Francis Gurry of the World Intellectual Property Organisation (WIPO) said music copyright protection was “under the most severe stress” and the problem will likely spread to films as web connections speed up.
The music industry has been hit by rampant Internet piracy and has so far struggled to persuade consumers to pay for downloaded music.
Some 40 billion music files were illegally shared on the web in 2008, a piracy rate of 95 percent, WIPO cites industry estimates as showing.
“I don’t believe we are going to win this, (to) find the solution by putting teenagers in jail,” Gurry said in an interview on a visit to India. “I think that is not going to win public sympathy.”
“Part of the battle here is to sensitise the public to the fact that there is a real issue involved. It is not simply a victimless crime,” he added.

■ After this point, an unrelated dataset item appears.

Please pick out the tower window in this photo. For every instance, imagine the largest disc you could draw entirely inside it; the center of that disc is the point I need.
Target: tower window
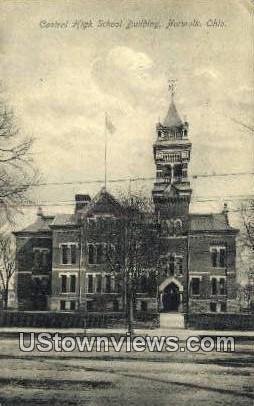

The rise in prosecutions of file sharers has seen some high profile cases carrying hefty fines.
Gurry cited the case of a student in the United States ordered to pay $675,000 for sharing 30 songs this year.
In another suit in April, four men behind The Pirate Bay, one of the world’s biggest free file-sharing websites, were sentenced to a year in jail and ordered to pay $3.6 million in compensation.
Gurry said there has been no clear answer to copyright protection though several schemes, such as a flat rate access charge to a large music database, have been put forward.
Governments such as Britain and France are pushing measures to clamp down on illegal file sharing to help the European recorded-music market, now worth about 7 billion euros ($10 billion) a year, compared with almost 12 billion euros in 2001.
On the heels of a French move, Britain will push ahead with punishments that could result in repeat offenders losing their net connection.
“There are a lot of signs that the copyright system is under the most severe stress in making the transition from the physical world to the digital world,” Gurry said.
“Now that the capacity, the bandwidth is improving, of course there’s going to be a similar issue for films,” he added.